Who lived within the jug of stone."'

'For shame, Owen; Rashe never was in love.'

But he went on laughing at Rashe's disappointment at his solitary arrival till she said, tartly, 'You cannot wonder at our thinking you must have some reason for neither mentioning your companion's name nor bringing him with you.'

'In fact, no man not under a cloud could abstain from paying homage to the queen of the anglers.'

It was so true as to raise an angry spot on her cheek, and provoke the hasty excuse, 'It would have been obvious to have brought your friend to see your cousin and sister.'

'One broken-backed, both unwashed! O, the sincerity of the resistance I overheard! No gentleman admitted, forsooth!

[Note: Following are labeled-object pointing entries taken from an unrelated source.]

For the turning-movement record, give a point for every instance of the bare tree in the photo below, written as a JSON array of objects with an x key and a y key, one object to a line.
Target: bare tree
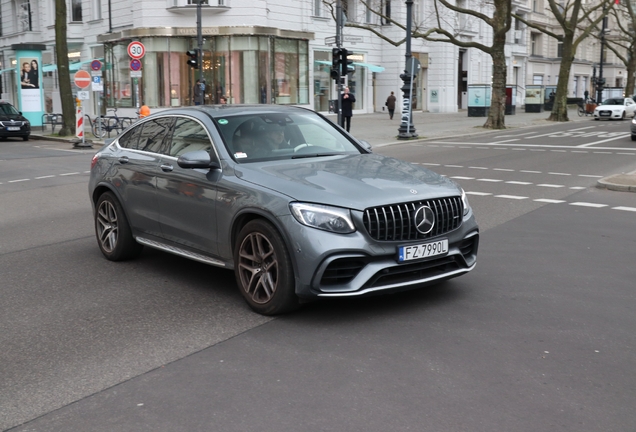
[
  {"x": 445, "y": 31},
  {"x": 623, "y": 42},
  {"x": 569, "y": 17},
  {"x": 63, "y": 72}
]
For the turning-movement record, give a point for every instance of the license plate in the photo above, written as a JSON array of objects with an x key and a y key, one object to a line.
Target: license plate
[{"x": 424, "y": 250}]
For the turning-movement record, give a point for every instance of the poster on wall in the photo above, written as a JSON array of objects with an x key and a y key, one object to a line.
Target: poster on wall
[{"x": 30, "y": 94}]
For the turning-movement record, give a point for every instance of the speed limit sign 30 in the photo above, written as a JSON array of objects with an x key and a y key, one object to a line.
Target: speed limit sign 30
[{"x": 136, "y": 50}]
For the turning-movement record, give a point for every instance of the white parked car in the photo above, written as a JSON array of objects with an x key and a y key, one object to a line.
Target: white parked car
[{"x": 615, "y": 108}]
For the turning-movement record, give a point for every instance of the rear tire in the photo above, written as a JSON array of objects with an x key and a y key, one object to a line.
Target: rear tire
[
  {"x": 112, "y": 230},
  {"x": 263, "y": 269}
]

O, for a lodge in some vast wilderness! Yes; St. Anthony would have found it a wilderness indeed without his temptations. What would St. Dunstan have been minus the black gentleman's nose, or St. Kevin but for Kathleen? It was a fortunate interposition that Calthorp turned up the day before I came, or I might have had to drag the lake for you.'

This personal attack only made her persist. 'It was very different when we were alone or with you; you know very well that there could have been no objection.'

'No objection on your side, certainly, so I perceive; but suppose there were no desire on the other?'

'Oh!' in a piqued voice, 'I know many men don't care for ladies' society, but I don't see why they should be nameless.'

'I thought you would deem such a name unworthy to be mentioned.'

'Well, but who is the shy man? Is it the little Henniker, who used to look as if he would dive under the table when you brought him from Westminster?'

'If I told you, you would remember it against the poor creature for life, as a deliberate insult and want of taste. Good night.'

He took his hat, and went out, leaving Lucy balancing her guesses between Ensign Henniker and him whom she could not mention. Her rejection of Mr. Calthorp might have occasioned the present secrecy, and she was content to leave herself the pleasant mystery, in the hope of having it dispelled by her last glance of Kingstown quay.

In that hope, she rocked herself to sleep, and next morning was so extra vivacious as to be a sore trial to poor Rashe, in the anticipation of the peine forte et dure of St. George's Channel. Owen was also in high spirits, but a pattern of consideration and kind attention, as he saw the ladies on board, and provided for their comfort, not leaving them till the last moment.

Lucilla's heart had beaten fast from the moment she had reached Kingstown; she was keeping her hand free to wave a most encouraging kiss, and as her eye roamed over the heads upon the quay without a recognition, she felt absolutely baffled and cheated; and gloriously as the Bay of Dublin spread itself before her, she was conscious only of wrath and mortification, and of a bitter sense of dreariness and desertion. Nobody cared for her, not even her brother!